Opinion

Why remedial teaching should only be confined to specific learners

Basic Education Principal Secretary Belio Kipsang recently reiterated the ban on remedial teaching that most heads of primary and secondary schools practice.

Dr Kipsang observed that the eight school hours the Basic Education Regulations 2015 stipulates for the curriculum delivery process in basic education institutions are enough to cover the syllabus.

In ordinary circumstances, remediation, or remedial teaching, is part and parcel of the curriculum delivery process.

In other educational jurisdictions, remedial teaching is designed to help students who fall behind in their studies or have difficulties learning a particular subject matter or subjects.

Former Permanent Secretary for Education Karega Mutahi affirmed this principle of remediation in an August 18, 2008 Circular.

“Professionally, extra coaching or tuition is given to learners who exhibit weakness in certain subjects. This constitutes remedial teaching and does not involve payment by parents,” Prof Mutahi noted.

Educational policy, curricular and standards provide for remedial tuition to ensure that no child attending school is left behind.

Learners have different abilities and learning styles. The pace of understanding what is taught in class is therefore not the same. 

This difference causes difficulties in learning that are sometimes responsible for behavioural or motivational difficulties that most learners face if schools don’t attend to them in good time.

Remedial teaching can address basic skills such as reading, writing, numeracy and critical thinking.

Remedial teaching should be confined to learners/students who exhibit weaknesses that make them lag behind their classmates in the normal learning process.

Such students must be listed and the list filed with the principal and the deputy who is in charge of the curriculum in the school.

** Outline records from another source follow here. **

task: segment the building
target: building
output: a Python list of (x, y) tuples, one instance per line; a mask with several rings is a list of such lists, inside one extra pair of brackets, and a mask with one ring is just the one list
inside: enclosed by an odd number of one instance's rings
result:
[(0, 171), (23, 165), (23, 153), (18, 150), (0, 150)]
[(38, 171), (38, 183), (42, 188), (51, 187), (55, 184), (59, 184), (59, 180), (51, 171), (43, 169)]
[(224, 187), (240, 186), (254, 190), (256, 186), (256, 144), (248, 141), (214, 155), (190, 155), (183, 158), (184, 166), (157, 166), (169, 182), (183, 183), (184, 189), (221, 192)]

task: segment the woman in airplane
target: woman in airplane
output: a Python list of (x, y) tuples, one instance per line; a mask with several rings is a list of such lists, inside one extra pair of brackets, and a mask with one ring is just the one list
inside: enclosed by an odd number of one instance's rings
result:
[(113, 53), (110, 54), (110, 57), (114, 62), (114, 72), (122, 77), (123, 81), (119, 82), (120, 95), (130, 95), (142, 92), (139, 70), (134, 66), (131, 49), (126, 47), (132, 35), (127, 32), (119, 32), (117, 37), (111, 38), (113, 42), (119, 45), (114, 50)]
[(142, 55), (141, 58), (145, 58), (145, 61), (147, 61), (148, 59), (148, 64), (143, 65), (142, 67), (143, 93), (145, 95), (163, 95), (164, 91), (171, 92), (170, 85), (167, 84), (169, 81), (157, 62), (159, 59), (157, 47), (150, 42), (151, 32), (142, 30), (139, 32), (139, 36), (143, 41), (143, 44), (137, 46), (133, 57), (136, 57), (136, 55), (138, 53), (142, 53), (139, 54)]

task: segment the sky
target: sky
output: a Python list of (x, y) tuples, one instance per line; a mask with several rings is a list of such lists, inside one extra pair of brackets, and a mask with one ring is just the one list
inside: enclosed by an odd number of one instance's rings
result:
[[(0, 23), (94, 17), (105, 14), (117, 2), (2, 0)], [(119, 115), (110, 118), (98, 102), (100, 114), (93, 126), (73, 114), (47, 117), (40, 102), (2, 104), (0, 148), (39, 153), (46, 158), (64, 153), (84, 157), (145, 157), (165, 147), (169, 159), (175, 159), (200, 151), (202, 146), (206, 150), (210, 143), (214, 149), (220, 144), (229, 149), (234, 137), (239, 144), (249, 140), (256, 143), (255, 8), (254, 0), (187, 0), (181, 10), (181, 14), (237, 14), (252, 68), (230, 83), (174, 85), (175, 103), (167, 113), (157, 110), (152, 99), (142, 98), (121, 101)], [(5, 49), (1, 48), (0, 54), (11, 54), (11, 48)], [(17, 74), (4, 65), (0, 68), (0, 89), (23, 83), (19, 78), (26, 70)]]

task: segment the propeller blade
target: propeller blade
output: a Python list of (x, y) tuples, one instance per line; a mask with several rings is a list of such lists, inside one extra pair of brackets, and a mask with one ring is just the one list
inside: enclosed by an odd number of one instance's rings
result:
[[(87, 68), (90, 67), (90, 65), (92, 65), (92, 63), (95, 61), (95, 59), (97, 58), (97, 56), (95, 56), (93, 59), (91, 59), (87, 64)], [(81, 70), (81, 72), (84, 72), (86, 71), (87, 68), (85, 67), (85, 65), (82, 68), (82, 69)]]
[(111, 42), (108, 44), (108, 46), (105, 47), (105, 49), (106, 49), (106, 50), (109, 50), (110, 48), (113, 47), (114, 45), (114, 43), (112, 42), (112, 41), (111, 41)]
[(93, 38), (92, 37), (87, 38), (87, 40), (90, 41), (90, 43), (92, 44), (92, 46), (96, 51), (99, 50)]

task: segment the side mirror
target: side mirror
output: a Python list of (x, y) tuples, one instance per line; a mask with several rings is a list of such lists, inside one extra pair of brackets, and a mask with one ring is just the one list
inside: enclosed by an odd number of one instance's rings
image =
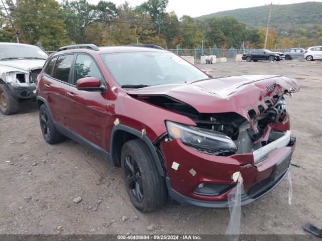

Remedial teaching supports students with learning difficulties to overcome hitches in their learning, bridge gaps in grasping content and skills, and reach their full academic potential.

In the absence of professional remedial teaching as universally envisioned, schools risk moving students from one content to the next without fully mastering the knowledge, skills, attitudes or behavioural patterns inherent in the content. Hence the learning gap that educationists and policymakers talk about.

A learning gap is a discrepancy between what a student has learned and what a student was expected to learn by a specific point in their education.

Policymakers take into account important issues about child psychology (cognitive, emotional and behavioural) when designing the school calendar.

They take into account things like the abilities of learners, the diversity in abilities, the attention span of learners, and with these and other considerations, break content into lessons for easy understanding by learners across the school calendar.

They temper rigour with fun and rest. Hence the 8am and 3.30pm school hour system in our educational system—a school hour system that is replicated in nearly all other educational systems globally.

The school hours provide breaks in learning—for rest, lunch and recreation during the day and for weekends, and school holidays.

Experience, judgment and science went into Section 84 in the Basic Education Regulations, 2015 which provides policy direction on school hours.

It is the violation of the official school timetable as stipulated in the policy that led the ministry to ban extension of the curriculum delivery outside the stipulated school hours in the 2008 Circular on Tuition and Mock Examinations.

“The extension of the curriculum delivery into break, lunch, after school, weekends and during holiday is an unacceptable way of providing education because it deprives the children the opportunity to relax and learn social skills through interaction among themselves and adults,” the circular noted.